We can observe that images generated from single vessel segmentation show vessel trees that are inconsistent and produce dark spots on the generated images, which are marked by the red circle in Fig. 8a. In addition to that, the optic disc and optic cup regions of generated images from single vessel input method are not clear. In Fig. 8b, since vessel tree, optic disc, and optic cup share an overlap area, if optic disc and vessel fusion are used as one channel, vessel and optic cup details are lost in the optic disc region. Finally, in Fig. 8c, the MCML method retains all the details of the different landmarks, generating better color and texture consistent results. From Table 4, we can see that the average PSNR and SSIM values of generated fundus image with MCML method outperform other methods.

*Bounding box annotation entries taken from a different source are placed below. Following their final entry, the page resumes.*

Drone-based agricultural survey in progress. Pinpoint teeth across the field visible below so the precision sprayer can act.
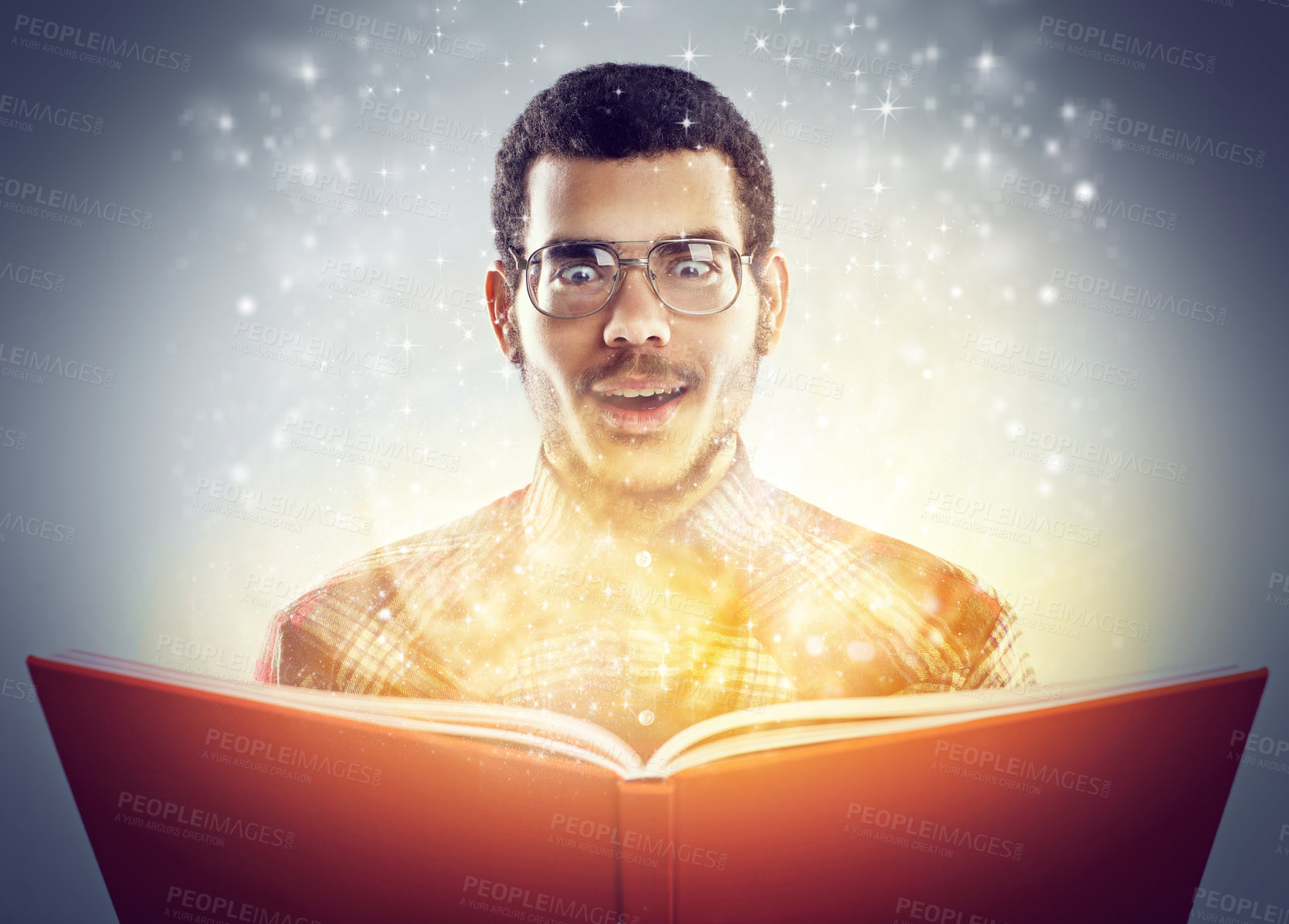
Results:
[605,388,680,398]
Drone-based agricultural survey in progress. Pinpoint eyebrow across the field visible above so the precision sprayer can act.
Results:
[538,227,734,249]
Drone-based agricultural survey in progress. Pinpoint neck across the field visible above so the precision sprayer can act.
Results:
[543,438,738,533]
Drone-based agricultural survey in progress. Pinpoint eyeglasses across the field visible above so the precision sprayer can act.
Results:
[514,237,751,318]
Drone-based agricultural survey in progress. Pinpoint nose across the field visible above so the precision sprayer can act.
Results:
[603,266,672,347]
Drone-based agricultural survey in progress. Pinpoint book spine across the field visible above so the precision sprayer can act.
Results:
[617,780,677,924]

Table 4 Comparison results of SSIM and PSNR with different landmarks input methods on DRIVE dataset

Discussion

In this paper, a multiple-channels-multiple-landmarks (MCML) GAN-based fundus image generation method was proposed. As discussed above, we can draw a conclusion that, the architecture of generator and the resolution of paired images, which are two essential properties of GANs, play key roles in generating high-quality image of synthetic fundus images.

Optic disc (OD) and optic cup (OC) are two important landmarks of the retina. The boundaries of the optic disc and the optic cup are essential for calculating the cup-to-disc ratio (CDR), which is an important indicator in detecting glaucoma [24]. As many glaucoma CAD tasks lack sufficient data, we think the MCML method can help researchers generate a large number of glaucoma images to improve their computer-aided diagnosis system. In prior fundus synthesis works, the generated images cannot achieve good results in optic disc region, whereas our MCML method can effectively solve this problem. According to our results, high-resolution images are suggested to use and then can leverage their own data to train again based on our pipeline. The advantage of the MCML method is that, the different sizes of optic disc and optic cup can be edited and revised, respectively, in the input mask, generating different kinds of realistic glaucoma fundus image with any CDR as required.

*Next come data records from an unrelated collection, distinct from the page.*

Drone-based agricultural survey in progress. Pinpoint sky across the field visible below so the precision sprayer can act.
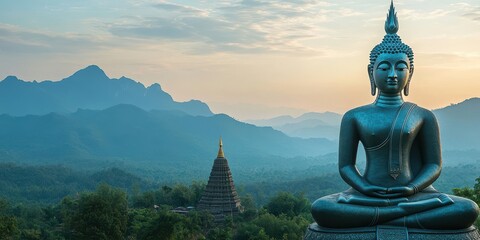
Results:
[0,0,480,120]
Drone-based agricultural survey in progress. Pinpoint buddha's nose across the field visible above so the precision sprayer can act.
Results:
[388,68,397,79]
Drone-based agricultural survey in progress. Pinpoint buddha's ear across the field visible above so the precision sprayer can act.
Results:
[367,64,377,96]
[403,67,414,96]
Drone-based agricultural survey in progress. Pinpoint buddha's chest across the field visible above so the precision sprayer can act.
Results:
[357,107,422,149]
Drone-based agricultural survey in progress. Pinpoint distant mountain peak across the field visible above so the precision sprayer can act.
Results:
[67,65,110,80]
[2,76,20,82]
[148,83,163,91]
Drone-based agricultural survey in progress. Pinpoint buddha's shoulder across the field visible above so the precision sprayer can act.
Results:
[343,104,375,120]
[344,104,375,116]
[406,104,437,122]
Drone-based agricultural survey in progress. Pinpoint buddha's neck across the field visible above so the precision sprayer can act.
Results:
[374,92,403,107]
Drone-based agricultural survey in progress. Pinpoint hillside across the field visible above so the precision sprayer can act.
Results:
[0,65,212,116]
[248,98,480,151]
[0,104,336,174]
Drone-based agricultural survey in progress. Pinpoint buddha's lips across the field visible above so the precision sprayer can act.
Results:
[387,81,398,85]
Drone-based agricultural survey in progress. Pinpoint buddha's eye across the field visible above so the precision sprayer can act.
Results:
[377,63,390,71]
[397,63,408,71]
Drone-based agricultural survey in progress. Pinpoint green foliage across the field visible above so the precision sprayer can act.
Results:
[132,182,206,208]
[266,192,310,217]
[63,184,128,240]
[234,192,310,240]
[0,215,18,239]
[453,177,480,228]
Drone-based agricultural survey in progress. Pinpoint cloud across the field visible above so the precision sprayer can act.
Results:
[399,9,455,21]
[0,24,100,54]
[108,0,361,54]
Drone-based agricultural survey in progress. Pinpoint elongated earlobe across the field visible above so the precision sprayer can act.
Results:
[403,81,410,96]
[403,67,414,96]
[367,64,377,96]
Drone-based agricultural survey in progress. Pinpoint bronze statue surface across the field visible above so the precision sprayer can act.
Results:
[311,2,479,229]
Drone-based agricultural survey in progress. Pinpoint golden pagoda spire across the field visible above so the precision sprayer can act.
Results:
[217,137,225,158]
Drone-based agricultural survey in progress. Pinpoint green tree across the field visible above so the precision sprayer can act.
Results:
[266,192,310,217]
[453,177,480,228]
[0,199,18,240]
[64,184,128,240]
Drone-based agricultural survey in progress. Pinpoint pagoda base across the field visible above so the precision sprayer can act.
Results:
[304,223,480,240]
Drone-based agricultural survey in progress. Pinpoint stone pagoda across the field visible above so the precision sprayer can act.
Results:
[198,138,243,222]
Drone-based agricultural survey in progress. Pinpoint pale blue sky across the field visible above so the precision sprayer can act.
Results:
[0,0,480,119]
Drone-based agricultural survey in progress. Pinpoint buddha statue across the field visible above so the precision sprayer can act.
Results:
[311,1,479,230]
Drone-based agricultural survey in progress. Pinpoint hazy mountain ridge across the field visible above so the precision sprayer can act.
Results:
[0,104,336,172]
[247,112,342,141]
[0,65,213,116]
[248,98,480,151]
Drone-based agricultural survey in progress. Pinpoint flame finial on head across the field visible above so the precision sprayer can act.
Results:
[217,137,225,158]
[385,0,398,34]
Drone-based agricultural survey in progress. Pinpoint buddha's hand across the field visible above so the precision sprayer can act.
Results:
[359,185,388,198]
[387,185,415,197]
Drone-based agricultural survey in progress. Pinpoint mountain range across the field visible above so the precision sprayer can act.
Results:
[247,98,480,151]
[0,65,480,180]
[0,65,213,116]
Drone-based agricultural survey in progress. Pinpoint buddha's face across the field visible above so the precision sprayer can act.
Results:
[370,53,413,94]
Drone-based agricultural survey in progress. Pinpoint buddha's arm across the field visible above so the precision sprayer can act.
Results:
[338,112,387,197]
[410,111,442,191]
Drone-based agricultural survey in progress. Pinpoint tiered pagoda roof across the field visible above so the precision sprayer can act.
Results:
[198,138,242,220]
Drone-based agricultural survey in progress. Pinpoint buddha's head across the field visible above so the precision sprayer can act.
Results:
[368,1,413,96]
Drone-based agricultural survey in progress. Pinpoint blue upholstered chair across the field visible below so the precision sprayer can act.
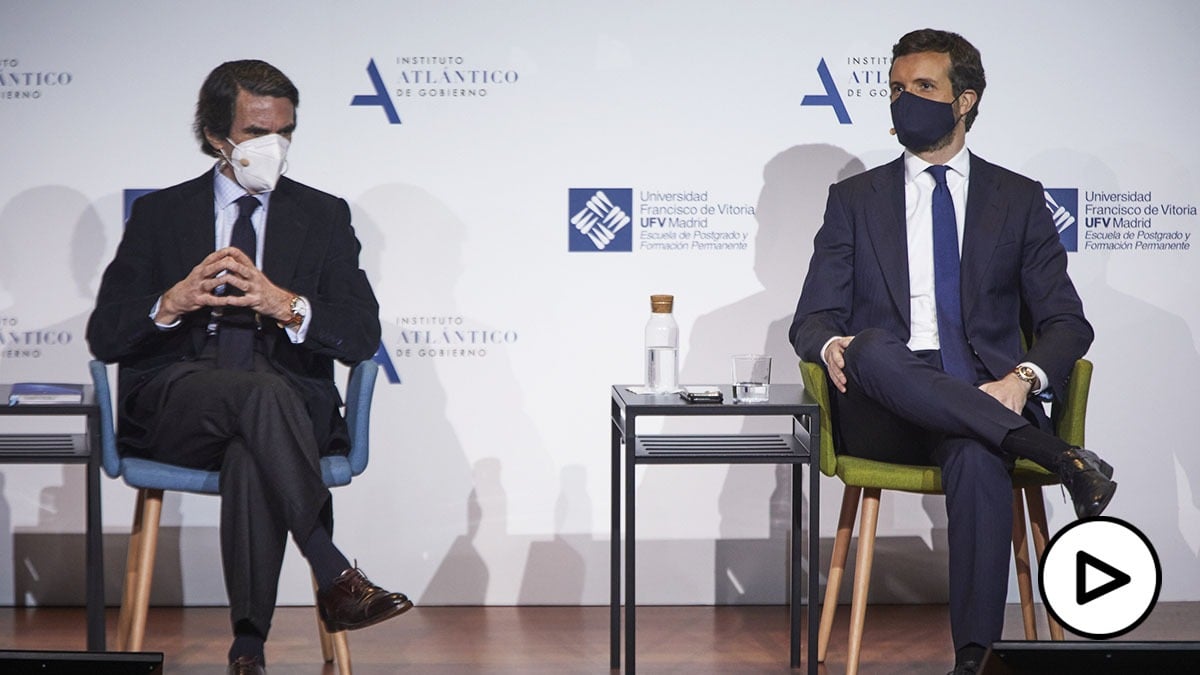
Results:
[89,360,378,675]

In addition, the MCML has potentials in the field of medical imaging field, such as pathology image, endoscope image, dermoscopy image, and other 2D medical images. Researchers can combine primary landmarks of these modality into multiple channels to generate better realistic medical images.

Conclusions

In this work, we propose a multiple-channels-multiple-landmarks (MCML) method based on GANs to synthesize color fundus image from a combination of vessel, optic disc, and optic cup. The results demonstrate that our proposed method has superior performance compared to the fundus image generated from only vessel tree input. The synthesized images using the proposed method are realistic in look and contain more details, demonstrating better image quality. The MCML has many potentials in the medical imaging field, and can be applied into various lesions of fundus images generation and other medical image generation tasks as well. We will further investigate the relationship between the image quality of generated fundus image and the performance of computer-aided diagnosis system in future.